When the Kingdom comes, it has to be embraced with a completely new mindset. An old mindset is inadequate to handle what’s coming. At the close of his parables, Jesus puts it this way: No one after drinking old wine wants the new, for he says, “The old is better” (Matt 5:39). People just prefer the old, familiar and comfortable. For some strange reason, the new scares people. Listen, the New Wine may not be as smooth to the tongue, or finely aged and mellow as old wine. It may be a bit sharp and unrefined, but it’s alive. And you can’t contain it in old structures. This passage also reveals God’s intent, as a way of saying to us that He’s ready, He’s willing and He’s eager to pour out new wine on His people. But the problem is, and always has been, the old wineskins. God will never pour out new wine unless the wineskins are first prepared. The order has to be correct.

So this message has to do with us saying to the Lord, “What is it that needs to be changed, adjusted, realigned, and stretched in order that we might accommodate what you want to do here in Cornerstone?” New wineskins are essential. If they’re not in place when God is ready to move, we don’t get the new wine. Period. It’s as simple as that. Do we want to host the Presence of God? Do we want to see the power of God manifesting continuously? Then we must be prepared to change and get those new wineskins ready. 

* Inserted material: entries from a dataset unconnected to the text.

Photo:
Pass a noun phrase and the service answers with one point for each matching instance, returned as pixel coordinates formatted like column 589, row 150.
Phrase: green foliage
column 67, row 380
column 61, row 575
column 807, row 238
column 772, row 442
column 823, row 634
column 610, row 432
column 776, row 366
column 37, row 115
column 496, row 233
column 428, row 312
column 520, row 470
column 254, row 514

The consequences of not changing or adapting are massive. If we don’t change, we atrophy. If we don’t change, we miss the new wine. If we don’t change, we become irrelevant. If we don’t change, we just fade away and if we’re not careful, the lamp stand is removed without us even knowing it. Too much is at stake. And what happens is that we’ve a form of religiosity without the power of God and this is why so many churches close. The lampstand is removed and there’s just no more life. 

We see churches that were great churches 20 years ago but are today just a phantom of what they were. Why? Because they failed to make the change! Cornerstone is now almost 21 years old. We started officially in 1995 and you must understand that that was a new wineskin way back then. But after 20 years, the danger is that what was new and fresh before is now little worn out and old. It’s just the process of time. 20 years ago, God had an almost blank canvas on which to work on.

The danger is that we start to fill our programmes with clutter and meetings and I’m not saying that all this is bad. Please don’t misunderstand me. But if we’re ever going to be recipients of the new wine, then we’ve got to do something about old wineskins. God wants to pour out new wine, and that’s a no-brainer. But He has to first find a church that has the kind of wineskin that can contain what He’s seeking to do. The church has to become adaptable to its environment. Now it’s not a matter of changing our values. Values are timeless, but methods aren’t and we must always be willing to change our methods and the way we think. A renewed mind is one of the great keys to revival.

As we quickly approach the end of 2016, we must take a good look at ourselves to see what needs to be changed and realigned to God’s purposes. The world’s changing so quickly and if we do not adapt, we’ll lose an entire harvest of souls.